Anita Hill, who testified before the Joe Biden-led Senate Judiciary Committee in 1991 that then-Supreme Court nominee Clarence Thomas had sexually harassed her, said Thursday that she was not satisfied with a recent conversation she had with Biden about his conduct.
“I cannot be satisfied by simply saying I’m sorry for what happened to you,” Hill told The New York Times. “I will be satisfied when I know there is real change and real accountability and real purpose.”
Paraphrasing Hill, the Times reported: “She said she cannot support Mr. Biden […] until he takes responsibility for what he did and is also troubled by the recent accusations of improper touching.”
“The focus on apology to me is one thing. But he needs to give an apology to the other women and to the American public because we know now how deeply disappointed Americans around the country were about what they saw,” Hill said. “And not just women. There are women and men now who have just really lost confidence in our government to respond to the problem of gender violence.”
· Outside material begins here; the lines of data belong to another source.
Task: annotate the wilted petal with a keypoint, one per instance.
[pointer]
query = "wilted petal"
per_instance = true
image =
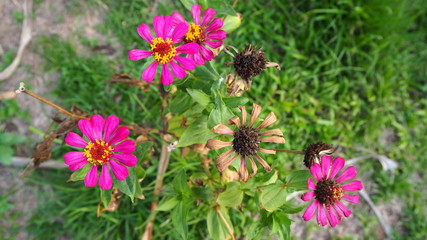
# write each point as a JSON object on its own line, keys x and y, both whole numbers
{"x": 309, "y": 212}
{"x": 268, "y": 151}
{"x": 105, "y": 181}
{"x": 275, "y": 131}
{"x": 222, "y": 129}
{"x": 270, "y": 119}
{"x": 263, "y": 163}
{"x": 217, "y": 144}
{"x": 224, "y": 160}
{"x": 92, "y": 176}
{"x": 256, "y": 110}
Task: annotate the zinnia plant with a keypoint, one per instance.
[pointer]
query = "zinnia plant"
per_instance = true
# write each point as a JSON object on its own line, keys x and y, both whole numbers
{"x": 164, "y": 51}
{"x": 329, "y": 190}
{"x": 105, "y": 146}
{"x": 203, "y": 31}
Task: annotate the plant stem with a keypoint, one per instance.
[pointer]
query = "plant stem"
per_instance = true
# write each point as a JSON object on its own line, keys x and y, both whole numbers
{"x": 63, "y": 111}
{"x": 290, "y": 151}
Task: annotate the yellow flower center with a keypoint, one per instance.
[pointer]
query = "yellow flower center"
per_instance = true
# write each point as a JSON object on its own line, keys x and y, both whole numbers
{"x": 163, "y": 52}
{"x": 98, "y": 153}
{"x": 194, "y": 34}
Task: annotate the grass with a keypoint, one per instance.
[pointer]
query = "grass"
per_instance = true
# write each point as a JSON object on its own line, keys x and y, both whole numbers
{"x": 353, "y": 74}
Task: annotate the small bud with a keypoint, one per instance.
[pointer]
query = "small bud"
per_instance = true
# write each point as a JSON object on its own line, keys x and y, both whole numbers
{"x": 314, "y": 152}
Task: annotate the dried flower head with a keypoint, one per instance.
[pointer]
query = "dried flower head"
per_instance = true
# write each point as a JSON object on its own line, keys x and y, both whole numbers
{"x": 246, "y": 141}
{"x": 248, "y": 63}
{"x": 314, "y": 152}
{"x": 105, "y": 146}
{"x": 328, "y": 191}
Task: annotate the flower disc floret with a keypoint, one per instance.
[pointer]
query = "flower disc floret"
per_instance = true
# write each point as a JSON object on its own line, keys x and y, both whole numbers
{"x": 163, "y": 51}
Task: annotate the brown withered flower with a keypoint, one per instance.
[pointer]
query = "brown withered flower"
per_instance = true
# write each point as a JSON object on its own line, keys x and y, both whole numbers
{"x": 246, "y": 141}
{"x": 248, "y": 63}
{"x": 314, "y": 152}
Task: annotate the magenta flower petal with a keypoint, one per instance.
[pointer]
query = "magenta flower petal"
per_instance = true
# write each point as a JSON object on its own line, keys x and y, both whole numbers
{"x": 206, "y": 53}
{"x": 127, "y": 146}
{"x": 337, "y": 165}
{"x": 307, "y": 196}
{"x": 167, "y": 28}
{"x": 316, "y": 171}
{"x": 189, "y": 48}
{"x": 159, "y": 23}
{"x": 75, "y": 160}
{"x": 311, "y": 184}
{"x": 352, "y": 186}
{"x": 332, "y": 218}
{"x": 166, "y": 75}
{"x": 217, "y": 35}
{"x": 348, "y": 174}
{"x": 186, "y": 63}
{"x": 119, "y": 135}
{"x": 309, "y": 212}
{"x": 111, "y": 124}
{"x": 86, "y": 127}
{"x": 178, "y": 71}
{"x": 215, "y": 25}
{"x": 321, "y": 216}
{"x": 195, "y": 11}
{"x": 178, "y": 18}
{"x": 351, "y": 198}
{"x": 343, "y": 209}
{"x": 126, "y": 158}
{"x": 150, "y": 72}
{"x": 213, "y": 44}
{"x": 179, "y": 32}
{"x": 92, "y": 176}
{"x": 73, "y": 139}
{"x": 325, "y": 164}
{"x": 145, "y": 33}
{"x": 207, "y": 16}
{"x": 137, "y": 54}
{"x": 105, "y": 181}
{"x": 119, "y": 171}
{"x": 97, "y": 126}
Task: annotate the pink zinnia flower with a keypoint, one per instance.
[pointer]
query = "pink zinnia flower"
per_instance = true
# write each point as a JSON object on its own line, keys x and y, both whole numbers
{"x": 104, "y": 147}
{"x": 164, "y": 51}
{"x": 329, "y": 191}
{"x": 203, "y": 31}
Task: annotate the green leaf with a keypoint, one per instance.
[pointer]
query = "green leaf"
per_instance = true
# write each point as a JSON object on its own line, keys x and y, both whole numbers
{"x": 180, "y": 184}
{"x": 197, "y": 132}
{"x": 273, "y": 196}
{"x": 297, "y": 180}
{"x": 167, "y": 204}
{"x": 219, "y": 224}
{"x": 231, "y": 23}
{"x": 232, "y": 196}
{"x": 6, "y": 153}
{"x": 179, "y": 218}
{"x": 199, "y": 96}
{"x": 106, "y": 196}
{"x": 80, "y": 174}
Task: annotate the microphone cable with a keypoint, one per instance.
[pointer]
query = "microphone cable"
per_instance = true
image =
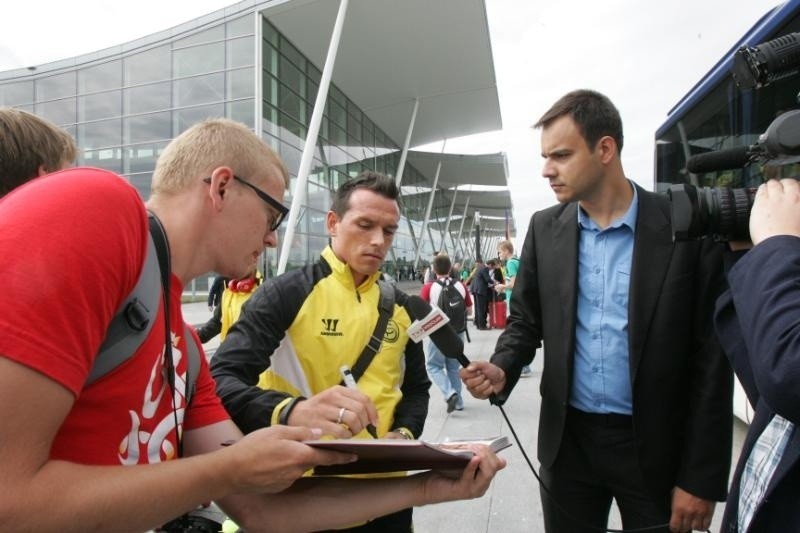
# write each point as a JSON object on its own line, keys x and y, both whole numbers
{"x": 553, "y": 499}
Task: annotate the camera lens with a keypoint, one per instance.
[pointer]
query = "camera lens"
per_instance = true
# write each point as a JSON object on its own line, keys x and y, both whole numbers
{"x": 722, "y": 213}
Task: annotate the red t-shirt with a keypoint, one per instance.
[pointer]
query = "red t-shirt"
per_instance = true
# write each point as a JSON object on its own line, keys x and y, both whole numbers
{"x": 73, "y": 244}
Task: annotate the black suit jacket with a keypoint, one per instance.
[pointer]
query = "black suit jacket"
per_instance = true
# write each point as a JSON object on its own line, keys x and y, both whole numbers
{"x": 758, "y": 321}
{"x": 681, "y": 382}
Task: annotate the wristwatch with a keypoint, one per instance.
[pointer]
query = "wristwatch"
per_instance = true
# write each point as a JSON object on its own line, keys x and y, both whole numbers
{"x": 405, "y": 432}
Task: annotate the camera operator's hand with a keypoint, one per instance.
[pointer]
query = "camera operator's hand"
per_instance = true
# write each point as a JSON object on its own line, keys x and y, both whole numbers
{"x": 776, "y": 210}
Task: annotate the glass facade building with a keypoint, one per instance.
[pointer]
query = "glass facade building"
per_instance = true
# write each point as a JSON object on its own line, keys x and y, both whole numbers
{"x": 123, "y": 105}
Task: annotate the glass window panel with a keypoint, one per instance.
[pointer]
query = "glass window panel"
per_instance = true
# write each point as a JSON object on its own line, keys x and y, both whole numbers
{"x": 241, "y": 52}
{"x": 290, "y": 75}
{"x": 146, "y": 98}
{"x": 271, "y": 90}
{"x": 199, "y": 59}
{"x": 291, "y": 104}
{"x": 298, "y": 252}
{"x": 100, "y": 77}
{"x": 200, "y": 90}
{"x": 14, "y": 94}
{"x": 240, "y": 26}
{"x": 319, "y": 197}
{"x": 57, "y": 86}
{"x": 100, "y": 134}
{"x": 217, "y": 33}
{"x": 291, "y": 157}
{"x": 60, "y": 111}
{"x": 147, "y": 66}
{"x": 337, "y": 135}
{"x": 337, "y": 95}
{"x": 100, "y": 105}
{"x": 270, "y": 122}
{"x": 292, "y": 54}
{"x": 143, "y": 128}
{"x": 241, "y": 111}
{"x": 107, "y": 158}
{"x": 185, "y": 118}
{"x": 270, "y": 33}
{"x": 292, "y": 131}
{"x": 353, "y": 129}
{"x": 142, "y": 158}
{"x": 270, "y": 58}
{"x": 241, "y": 83}
{"x": 337, "y": 113}
{"x": 142, "y": 183}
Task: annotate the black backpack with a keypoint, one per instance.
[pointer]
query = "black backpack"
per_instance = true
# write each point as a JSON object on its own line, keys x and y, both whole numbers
{"x": 452, "y": 304}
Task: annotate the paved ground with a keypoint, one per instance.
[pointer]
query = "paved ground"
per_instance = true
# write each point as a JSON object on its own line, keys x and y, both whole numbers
{"x": 512, "y": 503}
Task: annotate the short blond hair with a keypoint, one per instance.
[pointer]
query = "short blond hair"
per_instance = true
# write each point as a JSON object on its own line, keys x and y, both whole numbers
{"x": 506, "y": 245}
{"x": 28, "y": 143}
{"x": 210, "y": 144}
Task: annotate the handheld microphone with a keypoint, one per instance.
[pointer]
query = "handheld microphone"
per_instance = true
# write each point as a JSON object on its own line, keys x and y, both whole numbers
{"x": 445, "y": 338}
{"x": 729, "y": 159}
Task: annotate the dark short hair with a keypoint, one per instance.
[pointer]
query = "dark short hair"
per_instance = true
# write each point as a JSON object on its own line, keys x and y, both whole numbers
{"x": 372, "y": 181}
{"x": 441, "y": 264}
{"x": 593, "y": 113}
{"x": 28, "y": 143}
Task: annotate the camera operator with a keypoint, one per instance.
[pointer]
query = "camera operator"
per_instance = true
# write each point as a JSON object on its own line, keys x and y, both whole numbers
{"x": 758, "y": 324}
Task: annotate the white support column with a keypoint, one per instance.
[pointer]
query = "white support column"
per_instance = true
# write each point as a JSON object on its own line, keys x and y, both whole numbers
{"x": 427, "y": 214}
{"x": 398, "y": 177}
{"x": 298, "y": 196}
{"x": 460, "y": 229}
{"x": 442, "y": 244}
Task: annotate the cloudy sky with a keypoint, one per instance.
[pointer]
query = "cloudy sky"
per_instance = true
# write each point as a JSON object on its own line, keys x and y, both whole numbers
{"x": 645, "y": 55}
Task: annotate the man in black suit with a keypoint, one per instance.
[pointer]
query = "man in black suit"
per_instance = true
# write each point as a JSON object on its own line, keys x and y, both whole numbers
{"x": 757, "y": 323}
{"x": 636, "y": 393}
{"x": 481, "y": 287}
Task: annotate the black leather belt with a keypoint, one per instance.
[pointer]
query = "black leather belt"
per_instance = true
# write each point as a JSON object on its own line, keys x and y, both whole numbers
{"x": 601, "y": 419}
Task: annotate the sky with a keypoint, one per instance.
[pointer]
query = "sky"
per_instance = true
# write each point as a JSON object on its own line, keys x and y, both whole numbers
{"x": 643, "y": 54}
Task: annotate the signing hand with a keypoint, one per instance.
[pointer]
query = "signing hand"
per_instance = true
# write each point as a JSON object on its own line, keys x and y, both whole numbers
{"x": 271, "y": 459}
{"x": 338, "y": 411}
{"x": 482, "y": 378}
{"x": 690, "y": 512}
{"x": 472, "y": 483}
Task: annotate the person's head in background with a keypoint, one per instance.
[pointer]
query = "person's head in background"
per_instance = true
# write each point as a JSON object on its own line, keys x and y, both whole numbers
{"x": 505, "y": 250}
{"x": 362, "y": 221}
{"x": 30, "y": 147}
{"x": 441, "y": 265}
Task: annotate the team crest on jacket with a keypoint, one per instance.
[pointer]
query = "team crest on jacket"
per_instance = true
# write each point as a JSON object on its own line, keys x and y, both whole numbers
{"x": 329, "y": 327}
{"x": 392, "y": 332}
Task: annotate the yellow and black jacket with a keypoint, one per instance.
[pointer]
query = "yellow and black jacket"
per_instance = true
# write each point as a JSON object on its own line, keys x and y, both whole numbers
{"x": 296, "y": 332}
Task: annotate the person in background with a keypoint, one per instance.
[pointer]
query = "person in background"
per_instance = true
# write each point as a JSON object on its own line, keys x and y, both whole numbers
{"x": 636, "y": 392}
{"x": 236, "y": 293}
{"x": 215, "y": 292}
{"x": 442, "y": 370}
{"x": 30, "y": 147}
{"x": 480, "y": 286}
{"x": 757, "y": 323}
{"x": 505, "y": 251}
{"x": 428, "y": 274}
{"x": 128, "y": 450}
{"x": 280, "y": 363}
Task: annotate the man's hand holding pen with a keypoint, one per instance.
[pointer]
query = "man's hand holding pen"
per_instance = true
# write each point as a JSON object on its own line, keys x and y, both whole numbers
{"x": 340, "y": 412}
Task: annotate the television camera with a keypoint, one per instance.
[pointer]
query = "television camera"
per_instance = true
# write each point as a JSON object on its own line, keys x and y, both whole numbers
{"x": 722, "y": 212}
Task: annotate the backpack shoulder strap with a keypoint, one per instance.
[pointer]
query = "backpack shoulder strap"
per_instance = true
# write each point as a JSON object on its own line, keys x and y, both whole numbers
{"x": 385, "y": 312}
{"x": 133, "y": 322}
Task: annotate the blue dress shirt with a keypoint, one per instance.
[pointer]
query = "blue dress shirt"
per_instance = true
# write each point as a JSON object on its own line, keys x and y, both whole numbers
{"x": 601, "y": 373}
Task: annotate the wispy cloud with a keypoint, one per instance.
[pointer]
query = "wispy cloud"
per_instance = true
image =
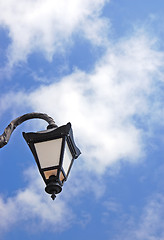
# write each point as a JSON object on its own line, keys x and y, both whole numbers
{"x": 109, "y": 106}
{"x": 48, "y": 26}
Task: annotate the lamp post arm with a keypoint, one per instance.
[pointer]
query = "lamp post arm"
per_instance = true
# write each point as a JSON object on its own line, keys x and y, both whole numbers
{"x": 4, "y": 138}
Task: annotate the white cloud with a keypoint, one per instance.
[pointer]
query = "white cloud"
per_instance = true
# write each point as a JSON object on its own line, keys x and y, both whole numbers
{"x": 103, "y": 105}
{"x": 48, "y": 26}
{"x": 34, "y": 205}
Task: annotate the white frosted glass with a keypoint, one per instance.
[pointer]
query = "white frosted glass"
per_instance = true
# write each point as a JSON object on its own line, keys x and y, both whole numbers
{"x": 67, "y": 159}
{"x": 49, "y": 173}
{"x": 49, "y": 152}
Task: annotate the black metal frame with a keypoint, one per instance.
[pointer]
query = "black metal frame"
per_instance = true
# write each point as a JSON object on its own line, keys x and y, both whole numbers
{"x": 64, "y": 132}
{"x": 53, "y": 184}
{"x": 4, "y": 138}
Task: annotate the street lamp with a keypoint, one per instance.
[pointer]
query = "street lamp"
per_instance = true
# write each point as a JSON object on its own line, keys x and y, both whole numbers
{"x": 54, "y": 150}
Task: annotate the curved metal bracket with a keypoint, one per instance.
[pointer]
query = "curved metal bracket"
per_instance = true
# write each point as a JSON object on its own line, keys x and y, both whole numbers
{"x": 4, "y": 138}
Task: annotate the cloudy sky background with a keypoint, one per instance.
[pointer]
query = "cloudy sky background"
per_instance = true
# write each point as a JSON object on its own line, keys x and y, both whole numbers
{"x": 98, "y": 64}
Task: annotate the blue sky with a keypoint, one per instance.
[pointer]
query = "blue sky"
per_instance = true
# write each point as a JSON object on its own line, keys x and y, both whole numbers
{"x": 98, "y": 64}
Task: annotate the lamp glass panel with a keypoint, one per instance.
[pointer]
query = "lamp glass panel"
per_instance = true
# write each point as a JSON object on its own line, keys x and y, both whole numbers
{"x": 49, "y": 152}
{"x": 67, "y": 159}
{"x": 49, "y": 173}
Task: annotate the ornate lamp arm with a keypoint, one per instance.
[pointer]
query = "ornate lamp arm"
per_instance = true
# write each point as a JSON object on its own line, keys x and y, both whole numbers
{"x": 4, "y": 138}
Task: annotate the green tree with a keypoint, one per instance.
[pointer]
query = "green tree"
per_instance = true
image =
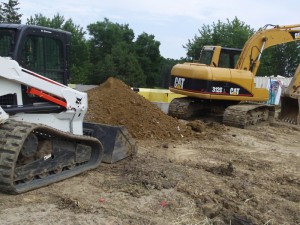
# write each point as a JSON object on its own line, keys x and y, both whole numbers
{"x": 232, "y": 34}
{"x": 9, "y": 12}
{"x": 147, "y": 50}
{"x": 112, "y": 53}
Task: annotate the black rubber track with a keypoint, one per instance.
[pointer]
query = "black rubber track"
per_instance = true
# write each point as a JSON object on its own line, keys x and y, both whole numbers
{"x": 12, "y": 136}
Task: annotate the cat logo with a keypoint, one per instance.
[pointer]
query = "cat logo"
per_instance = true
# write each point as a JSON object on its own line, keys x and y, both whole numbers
{"x": 179, "y": 82}
{"x": 234, "y": 91}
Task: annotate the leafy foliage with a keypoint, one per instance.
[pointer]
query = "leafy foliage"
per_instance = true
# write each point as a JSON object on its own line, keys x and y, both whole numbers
{"x": 9, "y": 12}
{"x": 232, "y": 34}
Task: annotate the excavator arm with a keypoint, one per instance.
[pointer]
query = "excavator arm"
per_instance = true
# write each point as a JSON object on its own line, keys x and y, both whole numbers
{"x": 290, "y": 100}
{"x": 250, "y": 57}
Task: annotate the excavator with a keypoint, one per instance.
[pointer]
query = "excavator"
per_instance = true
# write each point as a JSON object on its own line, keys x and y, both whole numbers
{"x": 290, "y": 100}
{"x": 222, "y": 82}
{"x": 43, "y": 136}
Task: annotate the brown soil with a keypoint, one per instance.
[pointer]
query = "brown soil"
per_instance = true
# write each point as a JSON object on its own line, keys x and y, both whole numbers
{"x": 202, "y": 173}
{"x": 113, "y": 102}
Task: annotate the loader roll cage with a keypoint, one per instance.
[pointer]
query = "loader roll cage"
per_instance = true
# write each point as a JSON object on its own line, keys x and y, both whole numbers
{"x": 40, "y": 49}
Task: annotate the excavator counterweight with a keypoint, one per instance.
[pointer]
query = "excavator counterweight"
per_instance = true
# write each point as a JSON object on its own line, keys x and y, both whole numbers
{"x": 224, "y": 78}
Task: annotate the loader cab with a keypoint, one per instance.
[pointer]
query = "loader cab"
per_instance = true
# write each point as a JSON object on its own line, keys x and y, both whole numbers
{"x": 42, "y": 50}
{"x": 217, "y": 56}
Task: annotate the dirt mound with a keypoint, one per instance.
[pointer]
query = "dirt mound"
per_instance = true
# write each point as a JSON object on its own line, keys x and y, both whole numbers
{"x": 114, "y": 103}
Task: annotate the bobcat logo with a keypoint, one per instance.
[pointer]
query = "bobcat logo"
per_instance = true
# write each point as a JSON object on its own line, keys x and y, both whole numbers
{"x": 179, "y": 82}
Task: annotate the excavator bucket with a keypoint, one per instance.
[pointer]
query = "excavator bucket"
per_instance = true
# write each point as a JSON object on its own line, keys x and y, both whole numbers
{"x": 290, "y": 110}
{"x": 116, "y": 140}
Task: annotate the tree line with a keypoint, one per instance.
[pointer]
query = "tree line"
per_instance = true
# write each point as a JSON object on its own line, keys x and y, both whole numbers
{"x": 113, "y": 50}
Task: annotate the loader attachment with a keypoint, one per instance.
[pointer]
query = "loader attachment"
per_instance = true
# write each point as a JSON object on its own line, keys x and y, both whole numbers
{"x": 116, "y": 140}
{"x": 290, "y": 110}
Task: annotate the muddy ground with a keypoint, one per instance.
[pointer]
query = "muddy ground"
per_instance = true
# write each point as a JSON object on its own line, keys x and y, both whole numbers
{"x": 200, "y": 172}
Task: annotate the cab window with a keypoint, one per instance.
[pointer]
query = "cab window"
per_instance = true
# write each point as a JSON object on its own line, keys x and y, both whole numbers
{"x": 43, "y": 55}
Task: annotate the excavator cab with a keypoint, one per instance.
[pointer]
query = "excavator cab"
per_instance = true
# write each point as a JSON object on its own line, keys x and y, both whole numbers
{"x": 217, "y": 56}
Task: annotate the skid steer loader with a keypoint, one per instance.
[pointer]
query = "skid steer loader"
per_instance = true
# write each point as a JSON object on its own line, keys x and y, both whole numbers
{"x": 43, "y": 136}
{"x": 290, "y": 101}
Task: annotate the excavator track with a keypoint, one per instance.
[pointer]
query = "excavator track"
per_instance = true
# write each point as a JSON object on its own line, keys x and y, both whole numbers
{"x": 35, "y": 155}
{"x": 243, "y": 115}
{"x": 182, "y": 108}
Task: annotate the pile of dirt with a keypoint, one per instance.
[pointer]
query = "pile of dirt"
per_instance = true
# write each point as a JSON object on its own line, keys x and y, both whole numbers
{"x": 115, "y": 103}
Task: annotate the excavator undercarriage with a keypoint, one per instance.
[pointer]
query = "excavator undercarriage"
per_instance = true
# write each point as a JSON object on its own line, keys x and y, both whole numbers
{"x": 233, "y": 114}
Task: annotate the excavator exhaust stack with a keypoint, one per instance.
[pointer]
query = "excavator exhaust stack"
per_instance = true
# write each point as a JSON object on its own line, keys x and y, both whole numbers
{"x": 116, "y": 140}
{"x": 290, "y": 110}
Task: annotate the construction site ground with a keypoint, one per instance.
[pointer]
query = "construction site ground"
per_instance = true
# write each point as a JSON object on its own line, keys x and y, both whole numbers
{"x": 185, "y": 172}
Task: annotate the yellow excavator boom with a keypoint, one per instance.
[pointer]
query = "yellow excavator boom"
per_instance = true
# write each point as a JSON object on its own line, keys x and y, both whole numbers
{"x": 290, "y": 100}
The former vice president has struggled to respond to women who have said he made them uncomfortable by his close physical contact, and he has struggled even more to answer for his treatment of Hill in the ’90s.
Describing Biden and Hill’s conversation last month, a spokesperson for the newly minted presidential candidate told the Times: “They had a private discussion where he shared with her directly his regret for what she endured and his admiration for everything she has done to change the culture around sexual harassment in this country.”
That echoed a statement Biden made himself on the hearing he presided over regarding Hill’s allegations.
“To this day I regret I couldn’t come up with a way to get her the kind of hearing she deserved, given the courage she showed by reaching out to us,” Biden said last month.